Dans sa note de politique, M. Mahdi avait annoncé qu'une attention particulière serait accordée aux groupes vulnérables dans l'accueil des demandeurs d'asile.

"En collaboration avec GAMS (l'antenne belge du Groupe pour l'abolition des mutilations sexuelles, NDLR), les personnes de référence (points de contact uniques ou 'single points of contact') dans les centres d'asile ont déjà reçu une formation sur les violences liées au genre. Des fiches ont également été réalisées et doivent encore être introduites dans les centres d'asile. Grâce à ces moyens structurels, des formations peuvent de nouveau être organisées", détaille le cabinet du secrétaire d'Etat.

L'enveloppe annuelle de 160.000 euros s'inscrit dans le cadre de l'injection budgétaire allouée au département Asile et Migration "afin de mener une nouvelle politique".

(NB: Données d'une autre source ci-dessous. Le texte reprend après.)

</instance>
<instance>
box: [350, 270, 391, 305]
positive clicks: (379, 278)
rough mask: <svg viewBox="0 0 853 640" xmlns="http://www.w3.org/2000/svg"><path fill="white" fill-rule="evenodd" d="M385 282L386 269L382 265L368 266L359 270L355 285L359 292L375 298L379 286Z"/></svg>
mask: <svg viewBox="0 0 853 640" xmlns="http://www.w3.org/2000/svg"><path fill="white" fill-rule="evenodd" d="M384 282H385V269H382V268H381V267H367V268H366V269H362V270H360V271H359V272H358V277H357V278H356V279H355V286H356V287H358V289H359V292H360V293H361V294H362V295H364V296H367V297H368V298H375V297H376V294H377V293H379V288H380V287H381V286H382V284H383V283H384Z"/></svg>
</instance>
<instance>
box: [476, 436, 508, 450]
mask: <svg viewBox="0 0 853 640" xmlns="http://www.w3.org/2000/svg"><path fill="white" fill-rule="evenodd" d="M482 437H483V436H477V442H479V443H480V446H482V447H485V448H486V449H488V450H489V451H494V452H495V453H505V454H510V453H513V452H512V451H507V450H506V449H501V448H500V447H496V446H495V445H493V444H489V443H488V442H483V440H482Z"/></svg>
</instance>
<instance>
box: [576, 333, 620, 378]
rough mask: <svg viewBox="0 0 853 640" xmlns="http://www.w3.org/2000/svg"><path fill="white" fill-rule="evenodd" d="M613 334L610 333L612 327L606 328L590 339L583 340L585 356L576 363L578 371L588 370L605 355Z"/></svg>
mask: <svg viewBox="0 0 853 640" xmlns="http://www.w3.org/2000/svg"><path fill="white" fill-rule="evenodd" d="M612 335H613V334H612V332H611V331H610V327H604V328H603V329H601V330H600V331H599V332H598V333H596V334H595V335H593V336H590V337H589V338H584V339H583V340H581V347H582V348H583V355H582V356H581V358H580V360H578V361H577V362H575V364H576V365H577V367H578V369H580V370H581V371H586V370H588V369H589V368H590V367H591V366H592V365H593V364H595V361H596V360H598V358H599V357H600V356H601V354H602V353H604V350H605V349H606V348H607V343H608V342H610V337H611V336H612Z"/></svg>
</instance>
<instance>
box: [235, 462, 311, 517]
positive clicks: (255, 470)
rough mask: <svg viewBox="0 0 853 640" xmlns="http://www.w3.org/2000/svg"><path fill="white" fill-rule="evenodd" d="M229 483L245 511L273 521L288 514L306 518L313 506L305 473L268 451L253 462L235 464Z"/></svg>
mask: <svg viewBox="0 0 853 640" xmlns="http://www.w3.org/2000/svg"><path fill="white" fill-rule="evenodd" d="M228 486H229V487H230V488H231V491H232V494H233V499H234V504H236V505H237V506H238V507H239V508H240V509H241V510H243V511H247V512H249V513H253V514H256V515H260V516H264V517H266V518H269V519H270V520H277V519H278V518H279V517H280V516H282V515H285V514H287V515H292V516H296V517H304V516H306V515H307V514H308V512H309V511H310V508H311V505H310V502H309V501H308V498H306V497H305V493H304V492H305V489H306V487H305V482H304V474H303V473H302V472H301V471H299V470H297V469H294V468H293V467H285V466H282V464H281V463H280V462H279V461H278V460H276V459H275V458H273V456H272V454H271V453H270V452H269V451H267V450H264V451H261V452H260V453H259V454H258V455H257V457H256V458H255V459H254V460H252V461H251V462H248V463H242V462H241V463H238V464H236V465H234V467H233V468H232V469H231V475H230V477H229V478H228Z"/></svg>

"Nous devons faire tout notre possible pour protéger les jeunes filles et les femmes. Les mutilations génitales affectent leur corps et ne sont pas un choix libre. Une opération durable se construit avec des moyens dont on peut être sûr chaque année. Je n'ai donc pas hésité une seconde à y consacrer une partie des fonds qui m'ont été alloués", a commenté M. Mahdi.

La Journée internationale de la tolérance zéro à l'égard des mutilations génitales féminines a lieu chaque année à la date du 6 février. Vingt-trois pour cent des jeunes filles demandeuses d'asile courent le risque d'en être victimes, révèlent les statistiques. En Belgique, ces actes sont répréhensibles. "Il est donc loisible aux personnes qui en sont victimes de déposer plainte", précise le communiqué. Le délai de prescription est de 15 ans et, si la victime était mineure au moment de la mutilation, le délai ne commence à courir qu'à partir du jour de ses 18 ans.

Selon les dernières estimations datant de 2018, la Flandre est la région la plus affectée par la problématique avec plus de 11.000 filles et femmes excisées ou à risque, contre 8.000 à Bruxelles et 5.500 en Wallonie.